Quino no dejó nunca a Mafalda que dejara de ser niña y creciera, y eso puede parecer una crueldad o justamente lo contrario, depende del color del cristal con que se mire, como le ocurre a la verdad y a la mentira, según dejó dicho Campoamor. A mí me parece que los niños siempre quieren ser mayores porque nunca lo han sido; si lo fueran un ratito y se dieran cuenta que ser mayor también tiene sus inconvenientes, algunos de ellos muy comprometidos, especialmente asumir responsabilidades, puede que muchos niños optaran por ser como Mafalda, una niña para toda la vida; pero, eso sí, una niña con más “mili” que el palo de la bandera, como expresivamente decíamos los reclutas novatos de reemplazo cuando hablábamos de los que estaban a punto de licenciarse, algo que en ese momento nos parecía inalcanzable y más lejano que los horizontes de la mítica película del oeste dirigida por Anthony Mann.
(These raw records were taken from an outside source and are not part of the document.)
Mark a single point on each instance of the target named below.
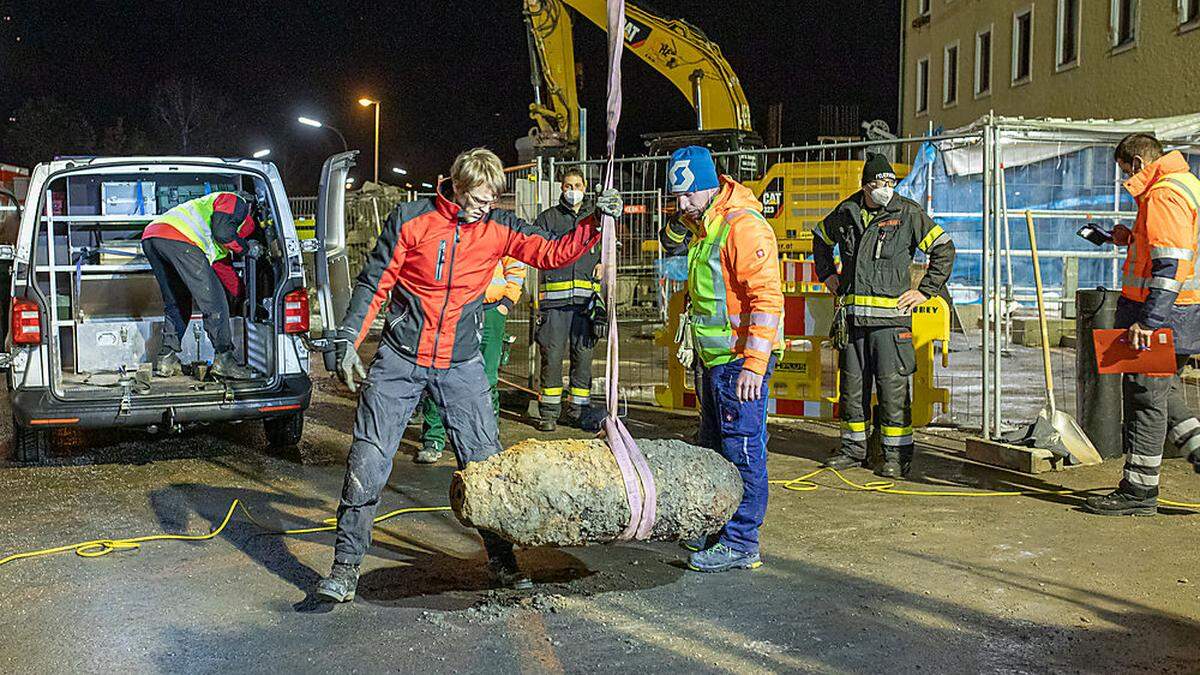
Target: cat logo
(636, 33)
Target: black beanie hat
(876, 167)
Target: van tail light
(27, 322)
(295, 311)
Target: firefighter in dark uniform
(876, 233)
(568, 299)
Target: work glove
(610, 203)
(348, 363)
(687, 351)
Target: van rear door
(331, 257)
(10, 223)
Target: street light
(310, 121)
(367, 102)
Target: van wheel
(29, 446)
(283, 431)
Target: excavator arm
(678, 51)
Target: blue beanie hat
(693, 169)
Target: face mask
(573, 197)
(882, 196)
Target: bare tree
(192, 119)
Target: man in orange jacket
(502, 294)
(1159, 290)
(737, 332)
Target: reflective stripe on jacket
(573, 284)
(876, 251)
(1159, 268)
(737, 299)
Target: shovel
(1054, 430)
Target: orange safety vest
(1168, 226)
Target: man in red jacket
(429, 273)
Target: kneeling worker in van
(429, 274)
(184, 248)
Pero si Quino no dejó nunca crecer a Mafalda, a pesar de haber cumplido 50 años, estoy seguro que no fue por negarla la adolescencia, la juventud y la madurez, que son las tres etapas de la vida que habría consumido en sus cinco décadas de vida de haber sido mortal, sino porque necesitaba que sus profundas reflexiones partieran de la boca de una niña para que parecieran ingenuas, cuando eran justamente lo contrario. Así se sortea a la censura y a la cerrazón de algunos, no pocos, que son incapaces de pensar porque el pensamiento, como el saber, no ocupa lugar y, por tanto, no se puede comerciar con él; o, al menos, no se debe.
Termino ya esta atípica celebración del cumpleaños a Mafalda con una frase suya que, muy probablemente, explique el por qué Quino no haya querido nunca que dejara de ser niña y que, ojalá, fuera de aplicación a todos los niños del mundo que no son de dibujo y que sí que van a crecer, salvo que se mueran de hambre, de enfermedad o les destroce una bomba, todo ello retransmitido puntualmente y al detalle por televisión, por supuesto: “la vida no debería despojarlo a uno de la niñez sin antes darle un buen puesto en la juventud”.